Earlier this year, federal authorities in Boston charged a 26-year-old Jamaica Plain woman with assisting a sex-trafficking network; she faces a minimum of 10 years in prison, though her defense lawyer has argued that she was also abused by the pimp.
He had roped her into prostitution, and they had a child together, giving him more control over her, the lawyer argued.
Jessica Singer, program attorney for the National Council of Juvenile and Family Court Judges, said her agency works to raise awareness within the legal system that many women who work in sex-trafficking networks were lured into the trade as teenage victims themselves, and essentially became enslaved to their pimps.
“They are engaged in a codependent relationship; they’re in a situation where they’re vulnerable to trauma, being hit, being beaten, being coerced into doing these things,” she said.
“It’s an inability to feel like you can get away; it’s very, very real,” added Lisa Goldblatt Grace, director of My Life My Choice, a nonprofit in Boston that provides services to exploitation victims.
Grace did not comment on Say’s case specifically, but spoke generally about similar cases: “There can be a very challenging, brainwashed state. She is very much a victim, but the problem is she’s crossed the line and is now being seen as complicit in the crime.”
The case involving Say began in early 2013, when the 15-year-old runaway who Say was later accused of exploiting encountered a man on the streets of Chelsea. That man, identified in court as Minasian, offered her a place to sleep, but then plied her with alcohol and heroin, took her to Florida, and sold her for sex, according to an account she later gave her mother. The Globe is not naming the mother to protect the identity of her daughter.

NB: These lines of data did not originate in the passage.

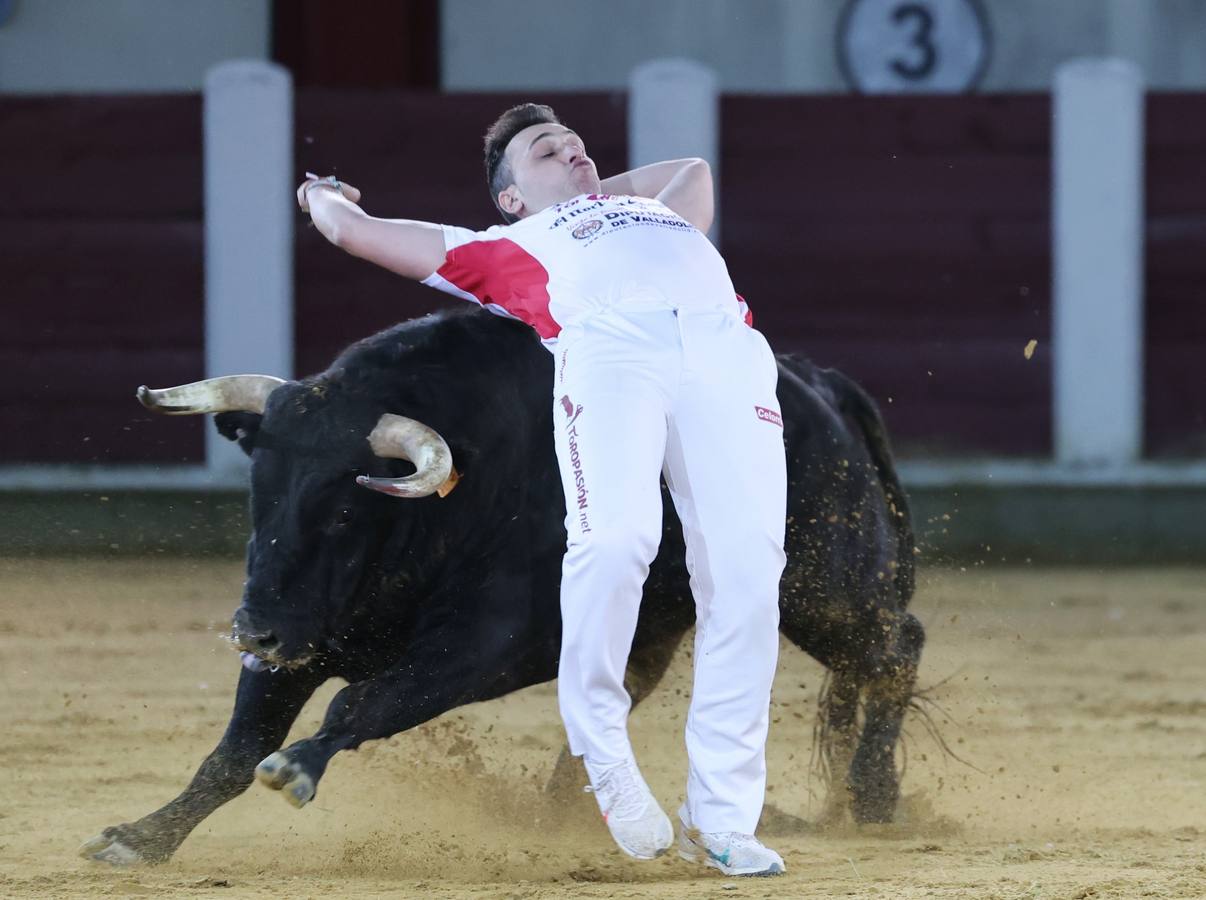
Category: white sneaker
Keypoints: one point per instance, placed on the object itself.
(731, 852)
(633, 817)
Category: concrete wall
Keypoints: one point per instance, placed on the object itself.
(81, 46)
(785, 46)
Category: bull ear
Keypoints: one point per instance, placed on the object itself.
(240, 427)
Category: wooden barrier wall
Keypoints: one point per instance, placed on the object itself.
(902, 240)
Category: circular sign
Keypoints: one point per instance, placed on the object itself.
(913, 46)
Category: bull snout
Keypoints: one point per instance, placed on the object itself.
(252, 636)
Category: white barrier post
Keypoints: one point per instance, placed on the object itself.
(249, 233)
(673, 112)
(1098, 262)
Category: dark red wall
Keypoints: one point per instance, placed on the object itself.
(902, 240)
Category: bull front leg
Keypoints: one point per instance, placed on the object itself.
(426, 683)
(265, 706)
(874, 784)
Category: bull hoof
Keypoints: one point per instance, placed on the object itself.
(109, 847)
(280, 773)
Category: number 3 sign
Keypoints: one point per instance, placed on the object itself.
(913, 46)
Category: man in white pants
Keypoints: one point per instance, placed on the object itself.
(656, 374)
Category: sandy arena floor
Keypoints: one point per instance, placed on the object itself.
(1078, 696)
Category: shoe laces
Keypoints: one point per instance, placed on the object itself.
(626, 796)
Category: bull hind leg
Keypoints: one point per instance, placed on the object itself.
(647, 666)
(837, 736)
(891, 678)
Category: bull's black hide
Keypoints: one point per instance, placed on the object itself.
(427, 605)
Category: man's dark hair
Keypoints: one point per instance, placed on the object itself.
(498, 171)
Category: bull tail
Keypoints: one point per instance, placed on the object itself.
(854, 402)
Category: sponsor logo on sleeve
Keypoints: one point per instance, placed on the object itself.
(768, 415)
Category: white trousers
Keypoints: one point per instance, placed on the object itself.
(690, 396)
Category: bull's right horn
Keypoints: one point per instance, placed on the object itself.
(229, 393)
(399, 438)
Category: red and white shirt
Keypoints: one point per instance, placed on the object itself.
(590, 255)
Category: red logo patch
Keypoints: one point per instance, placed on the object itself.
(768, 415)
(587, 228)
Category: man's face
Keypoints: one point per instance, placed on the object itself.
(550, 165)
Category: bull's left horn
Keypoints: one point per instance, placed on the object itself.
(400, 438)
(229, 393)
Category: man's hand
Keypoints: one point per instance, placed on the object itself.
(312, 182)
(408, 247)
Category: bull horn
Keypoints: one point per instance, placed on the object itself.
(229, 393)
(400, 438)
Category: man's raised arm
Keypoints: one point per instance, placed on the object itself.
(403, 246)
(683, 185)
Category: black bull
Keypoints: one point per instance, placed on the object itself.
(427, 605)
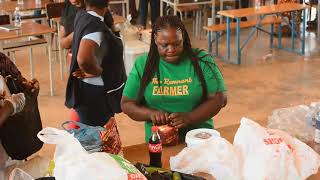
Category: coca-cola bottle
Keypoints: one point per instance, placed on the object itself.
(155, 148)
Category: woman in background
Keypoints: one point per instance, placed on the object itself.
(173, 84)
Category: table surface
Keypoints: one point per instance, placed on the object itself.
(116, 19)
(139, 153)
(189, 2)
(27, 29)
(28, 5)
(273, 9)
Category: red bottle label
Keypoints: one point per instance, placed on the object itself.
(155, 148)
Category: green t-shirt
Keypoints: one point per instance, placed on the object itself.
(179, 89)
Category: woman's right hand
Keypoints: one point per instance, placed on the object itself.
(159, 117)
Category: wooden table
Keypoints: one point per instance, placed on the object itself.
(139, 153)
(124, 4)
(31, 29)
(28, 5)
(318, 20)
(262, 13)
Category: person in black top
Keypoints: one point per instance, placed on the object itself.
(85, 89)
(67, 21)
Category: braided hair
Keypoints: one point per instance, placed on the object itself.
(152, 65)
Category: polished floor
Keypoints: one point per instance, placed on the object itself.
(266, 80)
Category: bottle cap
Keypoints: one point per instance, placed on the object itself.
(154, 128)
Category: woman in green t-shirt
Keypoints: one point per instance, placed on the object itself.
(173, 84)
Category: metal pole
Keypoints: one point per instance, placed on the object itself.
(228, 38)
(304, 31)
(238, 42)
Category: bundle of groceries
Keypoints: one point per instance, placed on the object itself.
(156, 173)
(73, 162)
(256, 153)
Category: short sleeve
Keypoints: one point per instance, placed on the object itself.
(132, 86)
(212, 74)
(97, 37)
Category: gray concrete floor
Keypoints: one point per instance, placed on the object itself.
(255, 88)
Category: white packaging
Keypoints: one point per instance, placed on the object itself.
(199, 136)
(273, 154)
(132, 50)
(257, 153)
(72, 162)
(216, 157)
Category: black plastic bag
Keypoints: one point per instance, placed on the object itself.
(18, 133)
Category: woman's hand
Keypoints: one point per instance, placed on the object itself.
(159, 117)
(32, 86)
(179, 120)
(80, 74)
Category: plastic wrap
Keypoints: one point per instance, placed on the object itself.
(298, 121)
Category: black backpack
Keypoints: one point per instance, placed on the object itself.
(18, 134)
(114, 73)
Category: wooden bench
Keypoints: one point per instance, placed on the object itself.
(243, 24)
(14, 46)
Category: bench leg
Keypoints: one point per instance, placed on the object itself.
(292, 29)
(216, 44)
(50, 63)
(271, 35)
(304, 30)
(238, 42)
(228, 38)
(31, 63)
(209, 42)
(14, 57)
(280, 36)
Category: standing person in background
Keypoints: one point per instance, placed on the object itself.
(85, 89)
(143, 11)
(242, 4)
(173, 84)
(133, 8)
(66, 32)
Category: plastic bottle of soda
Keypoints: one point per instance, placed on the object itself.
(155, 148)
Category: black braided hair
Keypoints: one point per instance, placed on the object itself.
(152, 64)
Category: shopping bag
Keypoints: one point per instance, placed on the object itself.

Other young women made similar allegations against Minasian, then a 23-year-old from Malden. They said he would lure troubled young women with heroin, and then force them to sell themselves for the money to pay him back for the drugs.
When Minasian and the 15-year-old returned from Florida, Say — who was Minasian’s girlfriend, and seven months pregnant — aided with his sex crimes. Say took sexually explicit photos of the 15-year-old and posted them online as advertisements for “escort services.”
After Say and Minasian were arrested, Say quickly cooperated with authorities and agreed to testify against Minasian. She was initially charged with sexual trafficking, which carries a punishment of 10 years in prison, but after helping authorities build the case against Minasian, she faced a relatively minor charge that called for a sentence of no more than three years.
Foley, the prosecutor, told the judge at the recent court hearing that Say’s cooperation was crucial in the case against Minasian, whom she called a lifelong criminal. Acknowledging the weight of Say’s testimony, Minasian pleaded guilty and was sentenced to 15 years in prison.
“It was critical to remove him from the streets, because of his predatory nature,” Foley told the judge.
When Young sentenced Minasian in October, he scolded him for victimizing a vulnerable teenager, and fostering her drug addiction.
But during the late-afternoon sentencing hearing in a South Boston courtroom, the victim’s mother stood before the court, accusing Say of the same crimes.
“How dare you do that to a little girl?” the mother asked Say, who was standing 10 feet away.
Say — whose mother died when she was 16 and whose father abandoned the family — stood in court with her lawyer, Bernard Grossberg. He described Say’s efforts to seek mental health treatment, to care for her young son, to get a job, and to rebound from what the lawyer called “battered woman’s syndrome.”
“I’m very ashamed to be here,” Say told the judge.
Young instructed Say to stand. Her sentence: time served, or roughly a month in prison, followed by a year of probation.
“You were part of something hideous,” the judge said. “You were a part of it. . . . Sadly as it is, because of how young you were, you were not strong enough to stand up to him.”